Llegué al montecito donde me esperaba mi gente; el fogón ardía resplandeciente lo mismo que una hoguera de la inquisición; daba ganas de saltarlo, como los muchachos saltan las fogatas de viruta y alquitrán en el día de San Juan. Hay tentaciones irresistibles. Piqué mi valiente caballo, pasé por encima del fuego e hice un desparramo. Y como ni el asado, ni el puchero, ni la caldera, cayeron, todos aplaudieron de corazón.

Contento de mi triunfo eché pie a tierra, con más agilidad que otras veces, ocupé mi puesto en la rueda y empecé a pegarle al mate. Mi compadre no venía, cenamos; ordené que le guardaran algo, y antes de recogerme mandé ver dónde y cómo estaban los caballos.

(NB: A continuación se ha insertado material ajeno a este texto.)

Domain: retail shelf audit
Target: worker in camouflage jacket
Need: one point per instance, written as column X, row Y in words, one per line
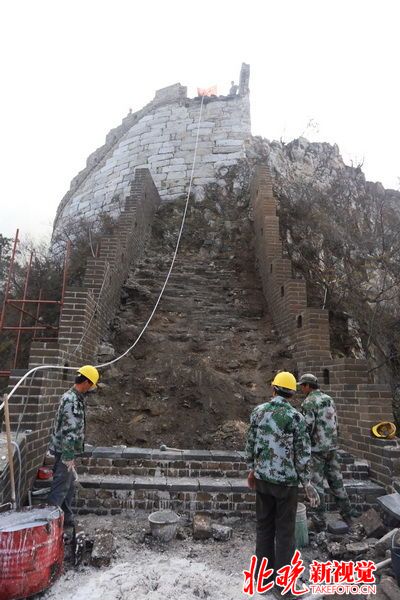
column 278, row 451
column 67, row 441
column 320, row 414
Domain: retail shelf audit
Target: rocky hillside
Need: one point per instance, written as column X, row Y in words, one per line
column 210, row 352
column 343, row 235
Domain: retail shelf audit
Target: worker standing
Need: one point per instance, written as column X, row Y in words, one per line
column 278, row 454
column 68, row 440
column 320, row 414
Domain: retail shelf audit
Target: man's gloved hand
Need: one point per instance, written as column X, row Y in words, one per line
column 312, row 495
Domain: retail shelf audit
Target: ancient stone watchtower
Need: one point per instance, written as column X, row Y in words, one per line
column 162, row 137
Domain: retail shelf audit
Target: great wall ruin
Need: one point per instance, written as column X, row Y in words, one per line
column 145, row 163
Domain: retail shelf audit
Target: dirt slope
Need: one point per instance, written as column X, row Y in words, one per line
column 208, row 355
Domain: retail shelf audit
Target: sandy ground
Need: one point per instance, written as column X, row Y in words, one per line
column 142, row 569
column 184, row 569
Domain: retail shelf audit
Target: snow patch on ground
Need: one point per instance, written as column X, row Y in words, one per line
column 158, row 578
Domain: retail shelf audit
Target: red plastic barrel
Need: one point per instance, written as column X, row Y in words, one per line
column 31, row 551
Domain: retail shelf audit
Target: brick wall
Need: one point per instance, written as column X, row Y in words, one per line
column 83, row 321
column 360, row 403
column 162, row 137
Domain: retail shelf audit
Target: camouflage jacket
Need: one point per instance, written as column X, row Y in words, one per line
column 320, row 414
column 278, row 445
column 69, row 426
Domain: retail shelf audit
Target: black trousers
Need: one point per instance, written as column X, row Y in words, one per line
column 62, row 489
column 276, row 507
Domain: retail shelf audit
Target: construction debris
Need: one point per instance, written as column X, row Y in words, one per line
column 201, row 526
column 372, row 523
column 338, row 528
column 385, row 543
column 102, row 548
column 221, row 533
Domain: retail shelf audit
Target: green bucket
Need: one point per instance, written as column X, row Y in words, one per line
column 301, row 529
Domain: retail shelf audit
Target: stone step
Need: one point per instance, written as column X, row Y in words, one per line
column 132, row 462
column 113, row 494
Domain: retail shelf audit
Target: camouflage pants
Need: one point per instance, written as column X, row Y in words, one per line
column 325, row 465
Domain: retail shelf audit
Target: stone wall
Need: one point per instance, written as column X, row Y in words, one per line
column 114, row 479
column 84, row 318
column 162, row 138
column 360, row 403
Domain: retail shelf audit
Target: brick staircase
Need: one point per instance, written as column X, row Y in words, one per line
column 116, row 478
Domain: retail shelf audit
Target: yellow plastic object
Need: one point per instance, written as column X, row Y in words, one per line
column 90, row 373
column 286, row 380
column 384, row 430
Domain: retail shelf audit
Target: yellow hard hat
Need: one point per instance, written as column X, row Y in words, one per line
column 385, row 430
column 286, row 380
column 90, row 373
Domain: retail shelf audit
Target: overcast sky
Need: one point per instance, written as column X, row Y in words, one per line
column 72, row 69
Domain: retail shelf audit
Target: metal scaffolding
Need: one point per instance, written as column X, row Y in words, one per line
column 28, row 307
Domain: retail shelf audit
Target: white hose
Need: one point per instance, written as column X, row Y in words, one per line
column 58, row 367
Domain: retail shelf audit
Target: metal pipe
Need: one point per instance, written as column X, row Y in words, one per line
column 37, row 312
column 21, row 317
column 10, row 451
column 33, row 328
column 66, row 259
column 8, row 284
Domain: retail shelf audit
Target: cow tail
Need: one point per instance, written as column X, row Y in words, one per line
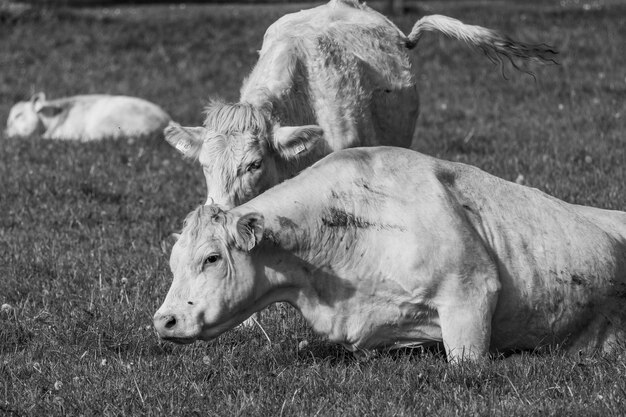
column 494, row 45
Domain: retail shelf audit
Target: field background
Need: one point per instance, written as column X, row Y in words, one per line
column 84, row 227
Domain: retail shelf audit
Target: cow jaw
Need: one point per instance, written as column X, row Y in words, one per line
column 209, row 295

Más de veinte formábamos el círculo del fogón. Hablábamos quién sabe de qué: de repente oyóse un tropel de caballos. Es Baigorrita, dijeron unos. Los jinetes sujetaron casi encima de nosotros, y una voz firme, varonil, desconocida para mí, dijo:

-¡Buenas noches!

-Es Chañilao -dijeron unos.

-Buenas noches -dijeron otros.

-Eche pie a tierra, si gusta -dije yo, fingiendo que no había reparado en el recién llegado. Pero a la vislumbre del fogón había visto perfectamente bien su cara.

Chañilao se apeó, y hablando en lengua araucana y haciendo sonar unas enormes espuelas, se acercó a mí y con aire indiferente se sentó a mi lado.

No me moví.

Nadie, excepto los indios, lo conocía.

Era un hombre alto, delgado, de facciones prominentes y acentuadas, de tez blanca, poco quemada; de largos cabellos castaños, tirando al rubio; de ojos azules, penetrantes; de ancha frente, cortada a pico; de nariz recta como la de un antiguo heleno; de boca pequeña, cuyos labios apenas resaltaban; de barba aguda, retorcida para arriba, en la que se veía un hoyo; lampiño; de modales fáciles; vestido como un gaucho rico; llevaba un sombrero de paja de Guayaquil, fino; espuelas de plata, y un largo facón de lo mismo atravesado en la cintura; rebenque con virolas de oro, y su gran cigarro de hoja en la boca.

Sin cuidarse de mí, habló con varios indios ostentando un aire y un tono marcadísimos de superioridad.

Me parecía estudiado.

Les hice una seña a mis ayudantes con el dedo, para que no dijeran quién era yo.

Le hice pasar un mate y al recibirlo preguntó:

-¿Dónde está el amigo Camilo Arias?

Mi compadre Baigorrita se hacía sentir en ese momento.